赵媪也意识到自己叫得有些别扭,会心一笑,没法儿,这位天仙似的女君虽然平易近人,但实是气度不凡,与生俱来一股子鼎食世家之气,让蔽塞的赵媪有些许压迫感,不大感放肆的感觉。
刘莘在春妮儿的搀扶下,出了门,在院里走了几圈,手脚肌肉渐渐缓醒过来,不用人搀扶也能慢慢挪动了。
“冯阿伯来了。”只闻春妮儿一声呼喊。
刘莘顺势抬首望向院门口,只见一八尺余长虬结大汉,肩上扛着一只麂子,手里拎着几只鸠雉走进来。
大汉皮肤黝黑,双瞳炯炯,须髯如戟。故人可不是也。
“冯……冯将……”刘莘瞪大双瞳,惊喜哽咽,及时止住惊呼,却没止住泪水,久别重逢喜悦的泪水滚滚滑下没入衣襟,汩汩不绝。
自三年前冯夔将她和阿弟送至武陵郡,冯夔将军拒绝自己姐弟俩和四伯父的挽留离开后,便杳无音讯。蓦然在这荒野偏僻之处见到冯夔,刘莘万分惊喜。
冯夔是刘莘穿来这个世上最先认识,也是最倾心保护自己的人,刘莘对冯夔的情感就像对平妪,菊娘一样,充满了感恩信任。
赵媪是个聪明人,见到刘莘做此反应,再想想这些时日冯阿伯对刘莘的照顾,便知晓二人因是故知,便拉着春妮儿入了庖厨,将庭院留给她二人叙旧。
冯夔对赵媪一家及是信任,倒也未刻意避开赵媪母女,拉过一只马扎,让刘莘在院里的柿子树下坐定,缓缓简单讲述了自己为何会到卬里定居。

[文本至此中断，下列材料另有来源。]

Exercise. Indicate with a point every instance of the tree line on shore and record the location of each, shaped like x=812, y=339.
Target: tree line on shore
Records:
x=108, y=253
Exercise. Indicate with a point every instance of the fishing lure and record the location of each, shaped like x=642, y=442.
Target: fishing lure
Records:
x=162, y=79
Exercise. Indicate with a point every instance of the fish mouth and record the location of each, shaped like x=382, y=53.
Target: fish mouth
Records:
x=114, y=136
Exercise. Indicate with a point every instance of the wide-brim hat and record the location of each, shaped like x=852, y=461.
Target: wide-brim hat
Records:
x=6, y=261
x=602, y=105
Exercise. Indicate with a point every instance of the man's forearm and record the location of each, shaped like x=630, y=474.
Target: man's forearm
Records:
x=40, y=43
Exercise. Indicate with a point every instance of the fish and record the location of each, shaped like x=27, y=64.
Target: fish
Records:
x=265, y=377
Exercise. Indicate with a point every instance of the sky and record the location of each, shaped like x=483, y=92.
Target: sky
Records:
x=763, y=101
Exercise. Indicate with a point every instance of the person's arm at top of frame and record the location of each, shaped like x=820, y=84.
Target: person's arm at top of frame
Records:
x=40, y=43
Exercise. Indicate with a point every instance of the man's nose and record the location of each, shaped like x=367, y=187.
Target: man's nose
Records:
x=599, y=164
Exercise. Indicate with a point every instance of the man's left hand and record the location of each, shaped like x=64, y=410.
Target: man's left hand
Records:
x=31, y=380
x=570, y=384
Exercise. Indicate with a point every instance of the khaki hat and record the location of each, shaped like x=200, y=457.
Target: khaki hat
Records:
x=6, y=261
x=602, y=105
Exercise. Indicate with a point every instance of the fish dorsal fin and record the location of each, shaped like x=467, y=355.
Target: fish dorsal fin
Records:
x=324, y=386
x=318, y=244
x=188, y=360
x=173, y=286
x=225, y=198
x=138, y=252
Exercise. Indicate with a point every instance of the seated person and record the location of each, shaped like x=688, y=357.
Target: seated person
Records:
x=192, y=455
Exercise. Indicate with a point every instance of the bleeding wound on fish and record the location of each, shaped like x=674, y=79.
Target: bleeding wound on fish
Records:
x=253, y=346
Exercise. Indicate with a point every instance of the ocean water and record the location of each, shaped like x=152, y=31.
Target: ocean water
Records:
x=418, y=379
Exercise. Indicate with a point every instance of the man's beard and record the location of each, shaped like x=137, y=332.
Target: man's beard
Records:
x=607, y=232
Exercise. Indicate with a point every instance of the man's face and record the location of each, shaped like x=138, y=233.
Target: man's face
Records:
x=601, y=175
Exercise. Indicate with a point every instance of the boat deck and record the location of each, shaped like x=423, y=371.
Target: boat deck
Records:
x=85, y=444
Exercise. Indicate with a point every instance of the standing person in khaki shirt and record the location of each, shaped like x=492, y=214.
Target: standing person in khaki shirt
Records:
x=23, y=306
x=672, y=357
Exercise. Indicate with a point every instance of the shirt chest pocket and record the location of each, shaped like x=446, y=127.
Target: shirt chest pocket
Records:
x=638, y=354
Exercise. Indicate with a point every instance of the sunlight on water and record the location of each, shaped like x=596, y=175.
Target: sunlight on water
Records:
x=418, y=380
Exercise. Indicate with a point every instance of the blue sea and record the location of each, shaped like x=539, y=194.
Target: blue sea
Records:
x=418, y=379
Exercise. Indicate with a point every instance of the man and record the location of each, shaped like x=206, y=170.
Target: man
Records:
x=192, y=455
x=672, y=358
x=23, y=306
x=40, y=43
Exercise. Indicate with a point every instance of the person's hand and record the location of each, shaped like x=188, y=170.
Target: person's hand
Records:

原来三年前冯夔早已打定主意,送了长公主及大王子去武陵郡后,便来卬里替刘氏王族守护最后一处宝藏。
“何宝藏?”刘莘压低声音问。
“铜矿山。”冯夔也压低嗓音。
“铜矿山?”刘莘疑惑。
“是以,可炼就至刚兵器器皿之矿物。先祖便是发现了此处铜矿,得以炼制最坚硬武器方才夺得的天下。君主遇刺前已有所察觉,对隋佞有了防范,君主恐自己一遭逢难后铜矿山所在之处无人得知,便告知了属下,命属下守护好这处矿产,莫被不臣小人知晓。适当时辅佐大王子卷土重来……臣无能,虽提前防范却也未能保下君主,罪该万死。”
刘莘听完沉默许久才又开口:“你为何现在才告知我此事?”
冯夔亦沉默了一会才应声:“臣有罪,恕臣直言,臣不觉得大王子有那气吞山河,胸纳百川之魄力。臣亦不知是否还能再见大王子。现告知公主,也只是想完成主君交待于臣的最后一个任务。”
“你既然觉得我阿弟无大贤之相,难不成觉得我有?”刘莘随意玩笑道。
冯夔憨厚一笑,点头应,“嗯,公主有……”顿了顿,斟酌了一下才继续说道:“……母仪之相。”
刘莘有些意外,眸光沉沉望着他。